E' la concretezza dei fatti a dimostrare la verità che il poeta Paul Eluard inserisce nella lirica dedicata a Max Ernst. Le proporzioni, la rotondità delle forme, la flessuosità delle curve, l'espressività, l'armonia di un giovane corpo femminile superano ogni trattato di filosofia ed il senso di saggezza che ne deriva è superiore alla dotta disquisizione di un filosofo. Infatti nessun filosofo potrà mai esporre in modo così armonico le proprie teorie sulla natura, come invece questa fa nel disporre le forme anatomiche umane che inspiegabilmente coniugano funzioni e bellezza. Per di più la bellezza che incarna il nudo femminile stupisce ed è umanamente inspiegabile. Non si riesce infatti a concepire come la natura abbia prodotto tale contrappunto di dolci forme tramite la sola legge della selezione naturale, quando dovrebbe essere predominante la creatura più agguerrita ed aggressiva. Da questo punto di vista sarebbe più plausibile che la natura avesse selezionato soltanto esseri con conformazioni mostruose, provvisti di spine, zanne, artigli, aculei, non forme sinuose e vellutate, non molli rotondità, non crini vaporosi.
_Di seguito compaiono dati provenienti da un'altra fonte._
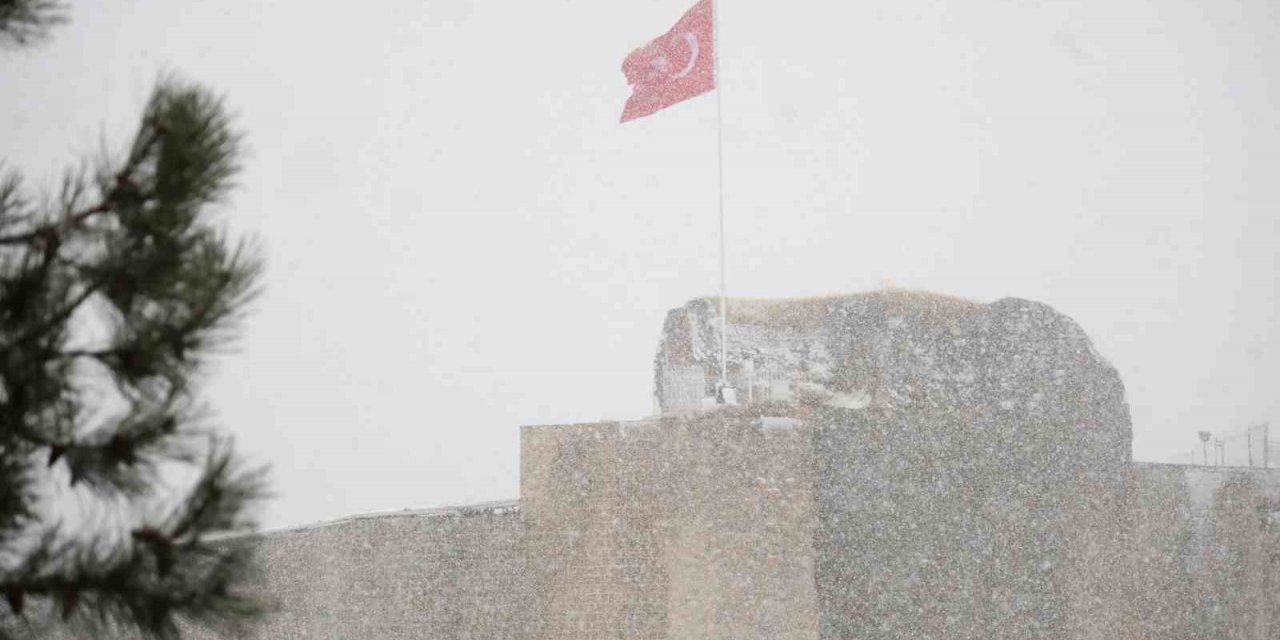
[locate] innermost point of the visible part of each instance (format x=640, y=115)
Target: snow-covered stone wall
x=917, y=466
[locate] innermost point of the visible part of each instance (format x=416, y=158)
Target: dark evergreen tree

In questo senso è più mostruosa la forma di una giovane donna in fiore che l’apparire di draghi alati, di serpenti ricoperti di scaglie, di mostri marini iridescenti, di insetti pelosi o di crostacei corazzati. La forma umana sembra racchiudere in sé qualcosa di divino. Le varie parti del corpo, interconnesse tra loro, sembrano, nella loro armonia, seguire leggi superiori, trascendenti. L’anatomia umana, invece di appare come frutto del caso, appare piuttosto come il risultato di un preciso progetto, dove sono applicate in modo rigoroso le regole della geometria, secondo precisi rapporti proporzionali. Ai dotti umanisti rinascimentali non sfuggì questa constatazione, infatti scrissero trattati sulla "Divina proportione"; essi tentarono di scoprire in quale modo si potessero applicare al corpo umano le regole astratte della geometria e inversamente come dalle conformazioni anatomiche si potessero dedurre canoni geometrici. Il fine era scoprire quali formule o regole fossero alla base della bellezza, per poterle poi applicare all’arte e all’architettura.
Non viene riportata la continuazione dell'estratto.